We assessed heart rate estimation using the mean absolute error (MAE) metric, defined as:

$$\,{\mbox{MAE}}\,=\frac{1}{S}\mathop{\sum}\limits_{i=1}^{S}\left\vert {{{\rm{HR}}}}_{{{\rm{GT}}}}^{i}-{{{\rm{HR}}}}_{{{\rm{EST}}}}^{i}\right\vert$$

where HRGT and HREST represent the ground truth and estimated heart rates, respectively, across S video samples.

As a baseline, we included a dummy estimator that predicted a constant HR equal to the mean of the training set, providing a simple reference for evaluating the relative performance of the models.

Statistical analysis

Statistical analyses of heart rate estimation errors were performed using the Wilcoxon signed-rank test (SciPy35), a non-parametric method suitable for paired data. The distribution of errors was not normally distributed, as confirmed by the Shapiro–Wilk tests (p < 0.05).

Impact of low illumination

To assess the influence of illumination, MAEs were calculated per participant for both bright and dark conditions and averaged per scenario.
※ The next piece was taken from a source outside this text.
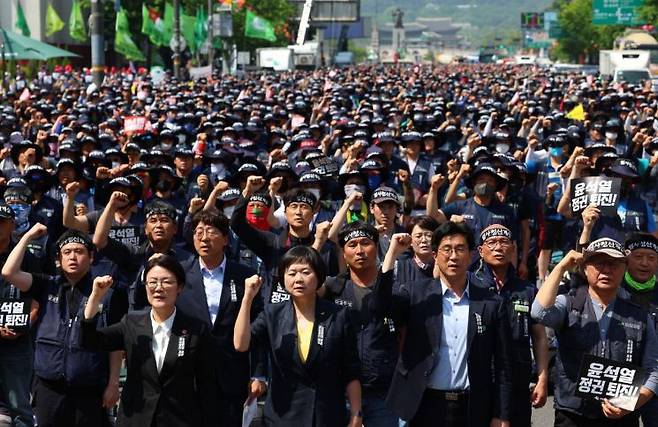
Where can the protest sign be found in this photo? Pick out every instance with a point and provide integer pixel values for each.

Our null hypothesis (H0) was that the error distributions would not differ across illumination settings. The alternative hypothesis (Ha) was that there would be a statistically significant difference would exist. A two-sided Wilcoxon signed-rank test was used to compare paired MAE values, assessing whether the median difference in MAE between the two lighting conditions was significantly different from zero.

Impact of elevated heart rate

We also examined the effect of heart rate on model performance by dividing the data into recordings with heart rates below 80 bpm (Low-HR) and above 80 bpm (High-HR). This threshold was chosen as a midpoint between typical bradycardia (<60 bpm) and tachycardia (>100 bpm). Only participants with data in both ranges (n = 21) were included. The MAEs were calculated per participant for both the Low-HR and High-HR conditions and averaged per scenario. The Low-HR group had a mean heart rate of 72.6 ± 5.0 bpm, with a median heart rate of 73.6 bpm (range 58.2–78.4 bpm). The High-HR group had a mean heart rate of 89.4 ± 11.4 bpm, with a median heart rate of 86.4 bpm (range 81.3–133.3 bpm). The null hypothesis (H0) stated no difference in error distributions between the two heart rate conditions. Based on prior literature suggesting higher errors at elevated heart rates10,29, our directional alternative hypothesis (Ha) was that the median of the differences in estimation errors would be significantly greater in the >80 bpm group (i.e., MAE>80bpm > MAE<80bpm). A one-sided Wilcoxon signed-rank test was used to test this directional hypothesis.